Announcing UVFood.COM

Earlier this week I opened my web site UVFood.COM, the latest (well, second, not counting the blogs) Blue Forest Research site.

UVFood is a food reporting and review web site dedicated to food in the Connecticut River Upper Valley area of Vermont and New Hampshire (towns like Hanover, Lebanon, Norwich, White River Junction, Windsor, Quechee, Claremont, Enfield, Plainfield, Cornish and more). Currently its database is stuffed with restaurants but I’m slowly adding more non-restaurants to it as well; my goal is to get all the local food producers and retailers in it.

The software is still evolving as well; there are many social networking and blogging features to come to it, and I hope that it will come to a point where it will be a good piece of software to pick up and transplant to more urban areas.

Technically, it’s written in Perl using the Catalyst Framework and HTML::Mason; it uses the standard platform of Apache, MySQL and Linux.

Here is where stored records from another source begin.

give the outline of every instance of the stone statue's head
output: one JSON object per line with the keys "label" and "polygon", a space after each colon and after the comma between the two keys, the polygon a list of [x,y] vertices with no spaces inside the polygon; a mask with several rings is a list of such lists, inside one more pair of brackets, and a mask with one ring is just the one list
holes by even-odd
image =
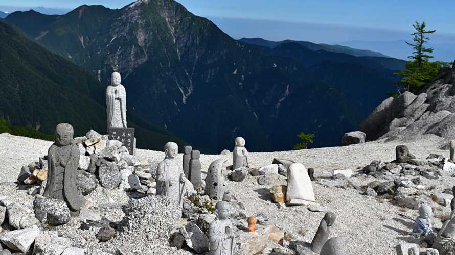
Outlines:
{"label": "stone statue's head", "polygon": [[328,226],[333,225],[336,218],[336,216],[335,215],[335,214],[332,212],[327,212],[326,213],[326,215],[324,215],[324,220],[327,223]]}
{"label": "stone statue's head", "polygon": [[112,84],[112,86],[117,86],[120,84],[120,74],[117,72],[114,72],[112,73],[112,75],[110,75],[110,84]]}
{"label": "stone statue's head", "polygon": [[243,147],[245,146],[245,139],[243,137],[237,137],[235,139],[235,146]]}
{"label": "stone statue's head", "polygon": [[431,217],[431,208],[426,205],[422,205],[419,208],[419,215],[424,219],[429,219]]}
{"label": "stone statue's head", "polygon": [[231,216],[231,204],[225,201],[220,201],[215,206],[215,215],[221,220],[226,219]]}
{"label": "stone statue's head", "polygon": [[74,131],[73,126],[66,123],[61,123],[55,128],[54,139],[55,142],[60,146],[65,146],[73,143],[73,135]]}
{"label": "stone statue's head", "polygon": [[173,159],[177,156],[178,146],[173,142],[168,142],[164,145],[164,152],[167,159]]}

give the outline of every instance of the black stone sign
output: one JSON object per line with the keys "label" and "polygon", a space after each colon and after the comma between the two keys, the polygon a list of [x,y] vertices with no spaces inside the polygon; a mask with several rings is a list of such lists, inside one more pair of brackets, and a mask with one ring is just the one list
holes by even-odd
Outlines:
{"label": "black stone sign", "polygon": [[134,129],[111,128],[108,129],[109,140],[117,140],[123,144],[131,155],[134,150]]}

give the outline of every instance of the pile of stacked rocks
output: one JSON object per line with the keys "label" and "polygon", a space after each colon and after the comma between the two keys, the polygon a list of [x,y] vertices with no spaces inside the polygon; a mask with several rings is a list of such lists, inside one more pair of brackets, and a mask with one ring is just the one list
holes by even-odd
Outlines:
{"label": "pile of stacked rocks", "polygon": [[[84,195],[91,193],[98,185],[106,189],[135,190],[154,194],[156,182],[152,177],[147,162],[141,162],[128,153],[121,142],[108,139],[90,130],[85,136],[74,141],[80,152],[77,174],[78,189]],[[156,168],[156,166],[154,166]],[[42,195],[48,174],[47,156],[24,166],[18,183],[30,186],[28,194]]]}

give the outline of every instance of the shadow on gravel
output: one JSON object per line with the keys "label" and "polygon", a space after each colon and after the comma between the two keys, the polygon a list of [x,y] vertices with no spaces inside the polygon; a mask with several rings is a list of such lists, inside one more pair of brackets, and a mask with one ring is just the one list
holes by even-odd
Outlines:
{"label": "shadow on gravel", "polygon": [[254,190],[254,191],[259,194],[259,196],[258,197],[259,198],[261,198],[264,201],[272,200],[271,198],[270,198],[270,192],[269,192],[269,189],[263,188],[262,189],[255,189]]}

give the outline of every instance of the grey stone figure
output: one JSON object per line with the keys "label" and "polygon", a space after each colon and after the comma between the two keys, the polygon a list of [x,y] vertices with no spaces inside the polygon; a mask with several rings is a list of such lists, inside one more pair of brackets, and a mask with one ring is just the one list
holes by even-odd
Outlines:
{"label": "grey stone figure", "polygon": [[156,168],[156,195],[171,197],[181,206],[187,178],[175,158],[178,150],[174,142],[169,142],[164,146],[166,157]]}
{"label": "grey stone figure", "polygon": [[221,200],[226,189],[223,163],[226,160],[219,159],[212,162],[207,169],[207,176],[206,177],[206,195],[210,199]]}
{"label": "grey stone figure", "polygon": [[111,85],[106,89],[107,128],[126,128],[126,92],[120,84],[120,74],[112,73]]}
{"label": "grey stone figure", "polygon": [[398,162],[408,162],[410,160],[416,158],[416,156],[409,153],[409,149],[406,145],[398,145],[396,147],[395,154]]}
{"label": "grey stone figure", "polygon": [[316,232],[313,241],[311,241],[311,250],[313,252],[317,253],[321,252],[323,245],[327,241],[329,235],[330,235],[330,226],[335,223],[335,218],[334,213],[328,212],[321,220],[317,231]]}
{"label": "grey stone figure", "polygon": [[200,161],[199,158],[200,157],[200,152],[197,150],[191,151],[191,159],[190,160],[189,170],[188,171],[188,180],[195,189],[200,187]]}
{"label": "grey stone figure", "polygon": [[188,178],[188,169],[190,169],[190,160],[191,159],[191,150],[193,147],[190,145],[183,146],[183,172]]}
{"label": "grey stone figure", "polygon": [[[452,194],[455,196],[455,186],[452,187]],[[450,201],[450,210],[453,211],[454,210],[455,210],[455,197],[452,198],[452,201]]]}
{"label": "grey stone figure", "polygon": [[215,218],[209,227],[209,250],[210,255],[233,255],[235,243],[234,228],[231,221],[231,205],[220,201],[215,206]]}
{"label": "grey stone figure", "polygon": [[438,236],[435,239],[432,247],[441,252],[444,244],[454,238],[455,238],[455,211],[452,211],[450,213],[450,218],[442,224]]}
{"label": "grey stone figure", "polygon": [[235,147],[232,151],[232,170],[240,167],[248,167],[248,151],[245,148],[245,139],[242,137],[235,139]]}
{"label": "grey stone figure", "polygon": [[435,228],[431,225],[431,208],[426,205],[422,205],[419,208],[420,216],[416,219],[414,228],[410,235],[423,235],[426,236]]}
{"label": "grey stone figure", "polygon": [[55,128],[55,142],[48,151],[49,172],[43,196],[64,201],[72,217],[79,215],[85,200],[76,186],[80,152],[73,140],[73,126],[62,123]]}

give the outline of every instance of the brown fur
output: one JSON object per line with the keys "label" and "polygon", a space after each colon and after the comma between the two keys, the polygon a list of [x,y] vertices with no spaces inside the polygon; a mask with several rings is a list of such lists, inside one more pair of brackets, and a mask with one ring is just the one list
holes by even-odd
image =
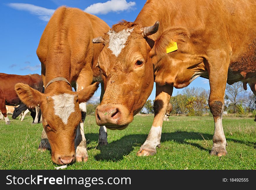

It uses tags to help organize businesses. Rather than have categories or types of cuisines for restaurants, businesses are tagged. So a Chinese restaurant would have the tag “chinese”, and one of those odd hybrid Chinese restaurant/sushi bars would also carry the tag for “sushi”, as would any Japanese restaurants and any markets that sell sushi. Click on the “sushi” tag and you get a quick list of all your alternative sources for raw fish. Eventually you might get a blog article or two on sushi as well. At this time tags are only “editorial”, put in by the system administrators (me) but my aim is to allow all users to tag as well.

The site is aggressively RSS-ified, with feeds spouting out of it all over the place (I’m still working on enabling some of these). So if you want to embed in your web site the top-rated local restaurants, or the newest restaurants, or your list of favorite restaurants, or your list of what you’ve been rating and reviewing recently, you can do that. Or you can easily keep track of where your friends are eating, or any updates to a particular restaurant or your list of favorites.

We also support Microformats - Microformats use classes to tag HTML-encapsulated data on the page with semantics. In this case, we support hCard to allow you to easily grab the relevant info for the business from the page and get it into your address book. I’ll write up more about Microformats in another blog entry. We also support vCard downloads, which effectively do the same thing.

There’s a lot to do. Web sites need a lot of supporting material, and one thing I really need to work on is a tutorial for UVFood. People who are Web 2.0-savvy should hopefully find it easy to use but people who will likely not realize a lot of what it can do for them, and may not even get how to use it.

I’ll be marketing it slowly - first, word of mouth. I don’t want a sudden rush of users. I want to bring in a few users (outside of my initial testers) slowly and as I gain confidence that it’s operating properly, start to post about it online or do some offline promotion, maybe even advertise it.

For now it’s supported only by Google ads and by Amazon affiliate links. I have no idea how those will perform. I’ve been disappointed by the affiliate link performance in my blogs (the links that I use in blog articles seem to perform well but the boxes which look like ads in the sidebar don’t).